Significant structural gaps exist in the current benchmark regime: lack of adaptive interaction protocols, insufficient language/acoustic diversity, and absence of explicit causal-influence probes, limiting the ability to distinguish substantive from apparent FD behavior.
Architectural Frontier: L3 Representation-Level Hypotheses
Three architectural directions are posited for L3 systems:
- Continuous-Latent Autoregressive Streaming: AR Transformer predicting continuous-valued latent streams, bypassing codec/tokenization bottlenecks.
- JEPA-Style Dual-Stream Prediction: Masked latent region prediction from joint context, inherently integrating overlap dynamics.
- World-Model-Conditioned Dialogue: Latent encoding controlling the perceived world state, mapping dialogue events directly into latent transitions rather than external state variables.
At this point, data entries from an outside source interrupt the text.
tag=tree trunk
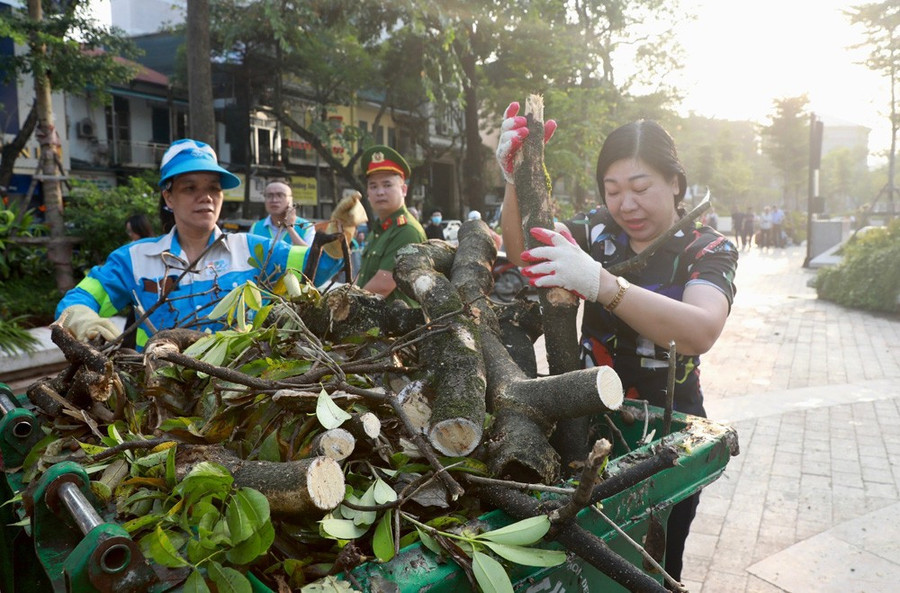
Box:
[28,0,75,294]
[0,103,37,209]
[175,445,344,518]
[515,95,589,467]
[395,244,485,457]
[187,0,216,148]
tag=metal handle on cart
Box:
[0,393,34,439]
[57,482,131,574]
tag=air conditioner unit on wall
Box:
[75,118,97,139]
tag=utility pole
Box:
[28,0,75,293]
[803,113,825,268]
[187,0,216,148]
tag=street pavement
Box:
[682,247,900,593]
[0,246,900,593]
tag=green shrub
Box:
[816,220,900,313]
[66,172,162,276]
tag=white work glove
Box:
[322,191,368,259]
[522,227,603,301]
[59,305,122,341]
[497,101,556,183]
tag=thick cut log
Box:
[344,412,381,440]
[310,428,356,461]
[175,445,344,518]
[479,486,666,593]
[394,245,485,457]
[515,95,589,466]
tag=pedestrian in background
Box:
[741,206,756,251]
[731,206,744,249]
[356,145,426,306]
[425,210,444,239]
[56,139,364,349]
[250,181,316,245]
[497,103,738,581]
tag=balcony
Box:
[109,140,169,169]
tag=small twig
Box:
[159,352,277,391]
[549,439,612,525]
[82,438,177,464]
[661,340,675,436]
[464,474,575,496]
[603,414,631,453]
[591,506,688,593]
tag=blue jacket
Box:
[250,216,316,245]
[56,227,341,350]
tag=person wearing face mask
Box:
[425,210,444,239]
[56,139,365,350]
[356,145,425,306]
[250,180,316,245]
[497,103,738,581]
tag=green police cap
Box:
[359,144,410,180]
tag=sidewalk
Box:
[683,247,900,593]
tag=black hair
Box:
[597,119,687,206]
[125,214,156,239]
[159,194,175,234]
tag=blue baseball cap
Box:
[159,138,241,189]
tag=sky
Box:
[675,0,890,160]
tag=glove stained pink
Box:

Obstacles include entrenched discrete-tokenizer ecosystems, unresolved real-time latency in continuous-latent models, and the absence of consensus latent formulation for dialogue. The survey identifies these as pivotal technical agendas for the field.
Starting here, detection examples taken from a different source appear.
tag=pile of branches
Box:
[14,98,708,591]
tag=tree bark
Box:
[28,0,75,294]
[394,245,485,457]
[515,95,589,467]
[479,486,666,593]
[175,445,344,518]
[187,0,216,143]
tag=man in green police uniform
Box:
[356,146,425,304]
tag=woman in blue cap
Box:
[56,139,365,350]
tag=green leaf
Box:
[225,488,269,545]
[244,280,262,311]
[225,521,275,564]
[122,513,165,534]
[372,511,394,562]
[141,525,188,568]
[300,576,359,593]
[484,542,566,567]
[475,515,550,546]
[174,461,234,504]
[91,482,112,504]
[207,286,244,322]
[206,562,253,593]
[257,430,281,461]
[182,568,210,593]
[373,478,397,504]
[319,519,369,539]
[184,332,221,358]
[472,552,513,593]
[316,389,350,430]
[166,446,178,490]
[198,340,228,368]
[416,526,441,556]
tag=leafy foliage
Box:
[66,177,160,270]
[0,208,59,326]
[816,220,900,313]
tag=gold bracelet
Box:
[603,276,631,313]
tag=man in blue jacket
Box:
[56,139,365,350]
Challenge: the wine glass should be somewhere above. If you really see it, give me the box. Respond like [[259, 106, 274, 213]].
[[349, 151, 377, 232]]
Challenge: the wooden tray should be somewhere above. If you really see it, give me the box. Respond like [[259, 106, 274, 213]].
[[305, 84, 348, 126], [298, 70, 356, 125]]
Implications and Future Directions
Practical Implications
For system builders, this survey provides explicit architectural, data, and evaluation recipes for full-duplex system development. The modular L0 path is affirmed for its robustness; the token-level L2 path is dominant in academia, though heterogeneity remains. Synthesis pipelines for cell augmentation, cell-driven corpus alignment, and novel training objectives are identified as high-leverage directions to bridge the public–industrial gap. Immediate practical impact centers on improved sampling for rare interaction cells and per-cell evaluation reporting.
Theoretical Implications
The formal frameworks expose new theoretical typologies for dialogue system research, demarcating empirical limits binding current designs and outlining the path toward fully integrated L3 systems. The realization gap operationalizes the coupling between architecture and data, providing a rigorous interpretive lens for future advances. The exposition of architectural attractors (L1/L2) and unserved interaction cells raises critical questions for both representation learning and corpus engineering.
Future Speculation
In the near term, the field will likely see expanded synthesis techniques for rare cell coverage, the proliferation of adaptive and causal-influence evaluation protocols, and continued modular reinvention at the L0 layer. Longer-term progress toward L3 architectures—continuous-latent, JEPA-inspired, world-model-driven—will demand new mathematical formalisms and streaming generative frameworks. This transition will also necessitate extending current ontology and state machine paradigms, particularly as novel interaction types become salient.
Conclusion
The paper delivers a rigorous taxonomical, data-driven, and evaluation-grounded framework for analyzing and designing full-duplex spoken dialogue systems. It systematically replaces ambiguous "full-duplex" claims with structured diagnostic profiles and exposes the cross-system gap as fundamentally coupled to training data and evaluation protocols. The survey's conceptual, empirical, and forward-looking contributions will serve as a foundation for both industrial and academic development of next-generation full-duplex systems. Future research trajectories are explicitly delineated, notably in architectural modeling and corpus design, with the L3 paradigm as the principal open frontier.